L’autre apport de cette année jurisprudentielle est le rappel que « le point de départ de la prescription s’appréc[ie] sinistre par sinistre » (Civ. 2e, 30 juin 2016, pourvoi n° 15-22.973). Ainsi, il importe peu, comme en l’espèce, que l’assureur ait traité plusieurs sinistres en ouvrant un seul dossier. De même, le caractère sériel de plusieurs sinistres n’a aucune conséquence sur le point de départ de leur prescription qui s’appré­cie individuellement (Civ. 2e, 28 février 2013, Bull. II, n° 44). Si au regard de l’application de la franchi­se ou du plafond de garantie, il y a une globalisation des sinistres, celle-ci est sans effet sur la prescription.

Causes d’interruption

Une des particularités de la prescription biennale est que son cours peut être interrompu par d’autres causes que celles du droit commun. L’article L. 114-2 du Code des assurances prévoit, en effet, que la prescription biennale peut être interrompue par l’envoi par l’assuré à son assureur d’une lettre recommandée. La Cour de cassation est néanmoins venue rappeler que toute lettre recommandée n’emporte pas interruption de la prescription, puisqu’il faut que cette lettre contienne une demande de règlement de l’indemnité ou de mobi­lisation de la garantie (Civ. 2e, 14 avril 2016, pourvoi n° 15-20.275). Ainsi, dans cette espèce, la Cour a estimé que la lettre par laquelle l’assu­ré se bornait à « informer l’assureur de l’évolution du sinistre » en lui signalant l’apparition de nouveaux désordres est sans effet sur la prescrip­tion. Les assurés doivent donc veiller à ce que les lettres recom­mandées adressées à leur assureur soient suffisamment interpellatives.

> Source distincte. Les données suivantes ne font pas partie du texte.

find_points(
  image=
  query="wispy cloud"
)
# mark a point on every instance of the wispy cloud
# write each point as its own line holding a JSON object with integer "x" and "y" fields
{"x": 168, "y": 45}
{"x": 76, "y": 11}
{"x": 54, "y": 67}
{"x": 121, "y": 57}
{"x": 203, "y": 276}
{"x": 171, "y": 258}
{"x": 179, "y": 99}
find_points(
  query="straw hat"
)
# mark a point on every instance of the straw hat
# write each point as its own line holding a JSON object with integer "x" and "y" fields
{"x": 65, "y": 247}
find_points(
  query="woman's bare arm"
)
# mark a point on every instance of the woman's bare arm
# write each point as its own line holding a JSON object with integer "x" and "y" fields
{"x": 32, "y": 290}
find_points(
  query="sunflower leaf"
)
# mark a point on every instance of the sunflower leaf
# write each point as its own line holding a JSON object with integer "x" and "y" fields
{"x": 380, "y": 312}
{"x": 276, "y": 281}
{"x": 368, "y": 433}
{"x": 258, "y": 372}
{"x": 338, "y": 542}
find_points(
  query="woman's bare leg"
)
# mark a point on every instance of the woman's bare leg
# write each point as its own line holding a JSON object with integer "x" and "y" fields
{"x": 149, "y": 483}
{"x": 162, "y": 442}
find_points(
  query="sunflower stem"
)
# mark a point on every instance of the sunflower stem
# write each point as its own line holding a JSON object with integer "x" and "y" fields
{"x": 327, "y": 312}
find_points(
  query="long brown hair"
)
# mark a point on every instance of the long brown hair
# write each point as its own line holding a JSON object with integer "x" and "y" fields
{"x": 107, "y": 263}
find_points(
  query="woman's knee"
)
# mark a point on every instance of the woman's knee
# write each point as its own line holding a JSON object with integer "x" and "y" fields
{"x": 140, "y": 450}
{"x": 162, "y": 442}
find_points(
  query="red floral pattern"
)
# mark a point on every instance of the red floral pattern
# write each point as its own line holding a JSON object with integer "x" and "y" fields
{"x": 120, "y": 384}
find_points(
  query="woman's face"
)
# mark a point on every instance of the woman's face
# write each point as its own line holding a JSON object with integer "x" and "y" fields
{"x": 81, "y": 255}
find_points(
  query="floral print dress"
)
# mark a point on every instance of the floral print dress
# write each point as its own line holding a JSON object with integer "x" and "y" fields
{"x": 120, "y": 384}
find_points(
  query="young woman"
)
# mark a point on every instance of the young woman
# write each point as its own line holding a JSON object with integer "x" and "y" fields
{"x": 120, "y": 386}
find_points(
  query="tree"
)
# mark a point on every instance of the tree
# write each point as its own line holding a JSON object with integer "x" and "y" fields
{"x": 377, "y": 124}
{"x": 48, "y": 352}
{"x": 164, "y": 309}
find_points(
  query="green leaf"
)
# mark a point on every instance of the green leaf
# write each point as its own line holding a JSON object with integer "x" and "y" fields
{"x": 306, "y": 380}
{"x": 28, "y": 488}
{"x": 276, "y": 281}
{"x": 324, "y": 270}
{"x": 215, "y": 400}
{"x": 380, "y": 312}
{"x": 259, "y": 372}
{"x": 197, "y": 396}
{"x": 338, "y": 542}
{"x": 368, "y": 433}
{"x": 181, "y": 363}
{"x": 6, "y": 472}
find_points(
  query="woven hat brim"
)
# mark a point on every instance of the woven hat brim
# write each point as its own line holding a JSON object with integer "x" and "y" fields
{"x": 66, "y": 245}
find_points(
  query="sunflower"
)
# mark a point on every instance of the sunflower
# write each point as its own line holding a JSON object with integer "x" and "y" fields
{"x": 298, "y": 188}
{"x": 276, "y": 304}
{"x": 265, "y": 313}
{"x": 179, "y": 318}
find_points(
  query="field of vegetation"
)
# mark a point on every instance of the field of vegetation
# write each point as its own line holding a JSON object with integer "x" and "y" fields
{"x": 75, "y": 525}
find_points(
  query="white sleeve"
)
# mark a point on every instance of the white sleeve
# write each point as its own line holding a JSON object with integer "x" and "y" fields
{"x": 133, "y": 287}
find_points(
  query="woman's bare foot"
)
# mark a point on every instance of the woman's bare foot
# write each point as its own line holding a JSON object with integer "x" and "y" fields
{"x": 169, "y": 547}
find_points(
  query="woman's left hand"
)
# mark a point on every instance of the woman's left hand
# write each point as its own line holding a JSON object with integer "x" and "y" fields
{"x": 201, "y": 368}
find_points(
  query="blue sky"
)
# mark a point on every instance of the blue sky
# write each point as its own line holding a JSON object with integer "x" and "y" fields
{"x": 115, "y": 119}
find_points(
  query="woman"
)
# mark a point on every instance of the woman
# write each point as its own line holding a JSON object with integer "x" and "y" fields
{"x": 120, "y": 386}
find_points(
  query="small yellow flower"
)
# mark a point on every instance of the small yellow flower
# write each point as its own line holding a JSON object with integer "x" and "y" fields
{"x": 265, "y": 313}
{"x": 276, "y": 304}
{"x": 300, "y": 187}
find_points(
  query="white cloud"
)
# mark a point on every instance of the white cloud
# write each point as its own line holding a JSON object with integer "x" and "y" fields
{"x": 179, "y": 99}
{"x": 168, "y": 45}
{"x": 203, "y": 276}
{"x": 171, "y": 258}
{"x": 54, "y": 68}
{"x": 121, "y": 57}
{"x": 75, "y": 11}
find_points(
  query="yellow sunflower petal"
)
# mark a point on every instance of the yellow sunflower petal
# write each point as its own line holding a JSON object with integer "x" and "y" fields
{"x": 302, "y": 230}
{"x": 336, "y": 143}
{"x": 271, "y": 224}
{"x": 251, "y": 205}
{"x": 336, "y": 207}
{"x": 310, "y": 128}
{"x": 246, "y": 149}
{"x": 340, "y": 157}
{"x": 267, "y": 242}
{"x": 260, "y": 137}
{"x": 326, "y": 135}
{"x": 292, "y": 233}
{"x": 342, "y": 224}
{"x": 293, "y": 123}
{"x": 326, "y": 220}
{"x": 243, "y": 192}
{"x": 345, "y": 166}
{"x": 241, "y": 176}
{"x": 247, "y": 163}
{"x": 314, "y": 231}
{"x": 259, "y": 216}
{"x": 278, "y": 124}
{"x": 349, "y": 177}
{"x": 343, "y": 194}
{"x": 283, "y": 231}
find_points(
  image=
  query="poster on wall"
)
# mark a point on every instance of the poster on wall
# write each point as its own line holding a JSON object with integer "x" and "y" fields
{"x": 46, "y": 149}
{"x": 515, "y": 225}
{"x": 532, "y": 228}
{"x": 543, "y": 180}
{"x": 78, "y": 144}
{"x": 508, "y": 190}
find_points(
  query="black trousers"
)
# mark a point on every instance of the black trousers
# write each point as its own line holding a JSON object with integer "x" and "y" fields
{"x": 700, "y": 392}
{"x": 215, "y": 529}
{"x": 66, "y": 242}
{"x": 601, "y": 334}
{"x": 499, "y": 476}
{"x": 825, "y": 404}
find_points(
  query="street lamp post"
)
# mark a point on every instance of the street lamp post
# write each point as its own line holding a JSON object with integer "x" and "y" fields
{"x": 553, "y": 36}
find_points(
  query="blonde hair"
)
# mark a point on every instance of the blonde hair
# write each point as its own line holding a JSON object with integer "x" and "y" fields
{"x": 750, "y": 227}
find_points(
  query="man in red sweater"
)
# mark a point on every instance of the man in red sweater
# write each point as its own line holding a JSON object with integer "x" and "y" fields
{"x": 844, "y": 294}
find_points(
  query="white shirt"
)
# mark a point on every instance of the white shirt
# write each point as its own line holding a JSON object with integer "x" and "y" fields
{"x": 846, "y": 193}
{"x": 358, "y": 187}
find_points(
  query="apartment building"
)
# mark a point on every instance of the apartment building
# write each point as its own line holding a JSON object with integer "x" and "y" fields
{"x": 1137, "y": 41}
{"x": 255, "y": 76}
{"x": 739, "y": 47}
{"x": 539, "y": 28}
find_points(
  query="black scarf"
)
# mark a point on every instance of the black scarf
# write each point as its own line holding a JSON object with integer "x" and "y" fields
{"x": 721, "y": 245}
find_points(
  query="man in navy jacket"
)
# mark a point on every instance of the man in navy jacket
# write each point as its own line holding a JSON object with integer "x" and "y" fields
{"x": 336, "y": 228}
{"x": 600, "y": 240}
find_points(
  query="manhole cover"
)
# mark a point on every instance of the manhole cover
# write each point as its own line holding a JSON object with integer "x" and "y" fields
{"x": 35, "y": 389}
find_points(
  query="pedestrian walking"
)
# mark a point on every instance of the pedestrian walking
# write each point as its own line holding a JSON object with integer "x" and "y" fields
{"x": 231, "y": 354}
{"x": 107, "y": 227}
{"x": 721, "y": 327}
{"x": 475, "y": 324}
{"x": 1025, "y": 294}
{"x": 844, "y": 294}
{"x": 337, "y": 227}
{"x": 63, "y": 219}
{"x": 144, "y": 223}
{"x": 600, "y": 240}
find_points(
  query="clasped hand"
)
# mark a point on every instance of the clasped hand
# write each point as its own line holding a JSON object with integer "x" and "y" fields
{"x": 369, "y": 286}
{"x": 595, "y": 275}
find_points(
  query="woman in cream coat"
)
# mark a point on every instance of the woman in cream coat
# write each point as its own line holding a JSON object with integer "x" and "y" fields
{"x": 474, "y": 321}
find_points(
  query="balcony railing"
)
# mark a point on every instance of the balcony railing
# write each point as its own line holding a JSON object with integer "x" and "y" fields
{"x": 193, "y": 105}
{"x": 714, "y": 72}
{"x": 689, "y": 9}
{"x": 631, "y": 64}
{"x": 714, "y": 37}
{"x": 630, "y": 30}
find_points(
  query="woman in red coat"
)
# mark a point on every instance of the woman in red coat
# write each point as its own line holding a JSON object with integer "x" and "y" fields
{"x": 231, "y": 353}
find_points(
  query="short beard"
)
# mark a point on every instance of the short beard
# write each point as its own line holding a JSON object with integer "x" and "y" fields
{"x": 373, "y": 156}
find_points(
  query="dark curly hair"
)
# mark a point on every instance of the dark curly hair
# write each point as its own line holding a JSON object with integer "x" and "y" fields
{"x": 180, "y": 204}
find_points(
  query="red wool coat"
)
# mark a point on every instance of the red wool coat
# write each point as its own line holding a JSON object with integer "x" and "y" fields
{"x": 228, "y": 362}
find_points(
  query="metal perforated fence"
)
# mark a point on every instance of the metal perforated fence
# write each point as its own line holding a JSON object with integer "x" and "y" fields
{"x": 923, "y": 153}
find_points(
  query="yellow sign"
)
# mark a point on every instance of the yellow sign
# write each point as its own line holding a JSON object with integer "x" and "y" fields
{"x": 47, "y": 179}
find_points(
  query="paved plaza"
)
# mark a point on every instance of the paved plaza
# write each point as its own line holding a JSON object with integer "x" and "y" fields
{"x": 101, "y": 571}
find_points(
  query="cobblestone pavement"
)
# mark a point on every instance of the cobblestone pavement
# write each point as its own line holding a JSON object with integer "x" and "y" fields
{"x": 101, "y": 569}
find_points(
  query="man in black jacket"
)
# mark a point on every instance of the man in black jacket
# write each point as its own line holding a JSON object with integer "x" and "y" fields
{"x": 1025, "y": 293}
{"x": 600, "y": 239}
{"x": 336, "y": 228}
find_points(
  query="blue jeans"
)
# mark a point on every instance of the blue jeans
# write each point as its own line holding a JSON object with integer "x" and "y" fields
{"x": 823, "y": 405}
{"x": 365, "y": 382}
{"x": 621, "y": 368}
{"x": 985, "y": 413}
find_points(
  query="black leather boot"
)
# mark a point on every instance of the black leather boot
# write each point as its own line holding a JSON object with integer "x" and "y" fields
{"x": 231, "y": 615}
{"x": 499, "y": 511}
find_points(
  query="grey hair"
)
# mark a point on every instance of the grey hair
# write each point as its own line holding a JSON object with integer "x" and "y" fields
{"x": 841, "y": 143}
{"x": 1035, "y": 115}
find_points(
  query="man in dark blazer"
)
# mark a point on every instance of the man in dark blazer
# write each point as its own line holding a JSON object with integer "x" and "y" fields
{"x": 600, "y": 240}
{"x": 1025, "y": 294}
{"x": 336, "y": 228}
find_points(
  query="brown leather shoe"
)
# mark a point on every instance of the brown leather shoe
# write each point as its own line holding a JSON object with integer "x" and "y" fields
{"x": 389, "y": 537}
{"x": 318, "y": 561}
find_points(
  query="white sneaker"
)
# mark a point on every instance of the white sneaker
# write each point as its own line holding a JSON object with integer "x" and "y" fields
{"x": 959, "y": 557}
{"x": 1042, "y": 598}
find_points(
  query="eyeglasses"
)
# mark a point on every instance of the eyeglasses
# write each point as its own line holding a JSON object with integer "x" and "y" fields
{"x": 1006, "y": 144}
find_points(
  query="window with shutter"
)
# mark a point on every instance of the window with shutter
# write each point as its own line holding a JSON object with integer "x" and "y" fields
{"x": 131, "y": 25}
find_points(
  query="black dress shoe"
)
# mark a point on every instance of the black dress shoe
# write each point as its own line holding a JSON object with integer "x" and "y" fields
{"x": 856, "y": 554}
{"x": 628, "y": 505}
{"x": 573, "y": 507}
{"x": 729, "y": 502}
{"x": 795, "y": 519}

Également applicable au droit commun de la prescription, une autre cause d’interruption est la désignation d’un expert judiciaire. En matière d’assurance de responsabilité, cette cause est très souvent invoquée puisque généralement, les assureurs des potentiels responsables sont mis en cause afin que les opérations d’expertise leur soient déclarées opposables. Or, la Cour de cassation a fait évoluer sa jurisprudence sur ce point en retenant que, sauf fraude, la participation de l’assuré à une expertise suffit à rendre opposable à son assureur les conclusions du rapport (Civ. 3e, 29 septembre 2016, pourvoi n° 15-16.342 ; Civ. 3e, 2 février 2017, pourvoi n° 16-11.738). L’assureur n’est donc plus considéré comme un tiers parmi d’au­tre pour lequel un rapport d’exper­tise non contradictoire, n’est opposable que s’il est corroboré par d’autres éléments de preuve. Une telle solution s’explique par le fait que le dépôt du rapport d’expertise peut être analysé comme la réalisation du risque garanti. Face à cette évolution jurisprudentielle, il est probable que les assureurs ne soient plus systématiquement appelés aux opérations d’expertise puisque le rapport leur sera opposable dès lors que leur assuré y aura participé. Les assurés devront être plus vigilants sur la prescription biennale puis­qu’elle n’aura pas été interrompue par la désignation d’un expert judiciaire.